Rhythmus in BWV 874

Also die Achtel im 2. Takt inegal auf drei (Viertel plus Achtel)?
 
aber es ist klar, dass die Achtel ternär zu denken sind
Wenn das so klar ist, dann müsste dasselbe auch für BWV 738 gelten. Allerdings sind die nicht punktierten Achtel dort ohne jeden Zweifel duolisch gemeint. Es ist also offensichtlich, dass Bach diese Form der Polyrhythmik gekannt und verwendet hat.

Mich überzeugt die ternäre Ausführung nicht.
 
Interessant wäre es zu wissen, wie es Zeitgenossen oder frühere Komponisten gemacht haben. Wann kam dieses Problem in die Welt, gibt es frühere Beispiele, ab wann wurde sowas zur Selbstverständlichkeit? Ich kann da gar nichts beitragen, weiß es schlicht nicht.
 
Wenn das so klar ist, dann müsste dasselbe auch für BWV 738 gelten. Allerdings sind die nicht punktierten Achtel dort ohne jeden Zweifel duolisch gemeint. Es ist also offensichtlich, dass Bach diese Form der Polyrhythmik gekannt und verwendet hat.

Mich überzeugt die ternäre Ausführung nicht.

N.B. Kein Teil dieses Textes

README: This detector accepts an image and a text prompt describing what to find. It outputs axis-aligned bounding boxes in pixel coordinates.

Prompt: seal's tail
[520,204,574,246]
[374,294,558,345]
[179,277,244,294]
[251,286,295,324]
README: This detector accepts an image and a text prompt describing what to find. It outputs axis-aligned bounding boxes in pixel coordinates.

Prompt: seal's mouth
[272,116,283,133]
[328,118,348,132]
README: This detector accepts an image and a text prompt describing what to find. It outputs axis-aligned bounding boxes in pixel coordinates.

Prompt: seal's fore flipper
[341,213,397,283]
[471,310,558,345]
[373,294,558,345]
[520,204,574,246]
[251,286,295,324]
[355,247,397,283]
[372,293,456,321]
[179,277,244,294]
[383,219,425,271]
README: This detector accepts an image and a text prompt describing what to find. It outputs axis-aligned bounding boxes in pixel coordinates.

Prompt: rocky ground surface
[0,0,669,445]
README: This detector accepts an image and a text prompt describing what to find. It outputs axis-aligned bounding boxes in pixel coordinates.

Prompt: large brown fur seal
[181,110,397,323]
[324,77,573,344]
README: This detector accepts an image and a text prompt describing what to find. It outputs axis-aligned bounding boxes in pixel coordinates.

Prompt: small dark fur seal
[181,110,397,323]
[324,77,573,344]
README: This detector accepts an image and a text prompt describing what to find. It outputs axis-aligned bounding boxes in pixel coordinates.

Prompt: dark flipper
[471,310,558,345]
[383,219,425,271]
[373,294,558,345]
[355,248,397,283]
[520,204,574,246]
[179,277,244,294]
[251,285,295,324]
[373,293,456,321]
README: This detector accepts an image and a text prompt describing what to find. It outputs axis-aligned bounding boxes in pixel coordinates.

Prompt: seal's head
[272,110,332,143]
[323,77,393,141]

Ah, da finde ich ist Vorsicht geboten. Im viertletzten Takt gibt triolische und duolische Achtel, die eben genau gleich aussehen. Und auch hier ist zu sehen, dass Bach eben sehr eigenwillig und nicht modern mathematischen Konventionen gehorchend schreibt. Auch bei diesem Stück muss man das mal durchmeditieren. Grundsätzlich erschließt sich 738 etwas besser.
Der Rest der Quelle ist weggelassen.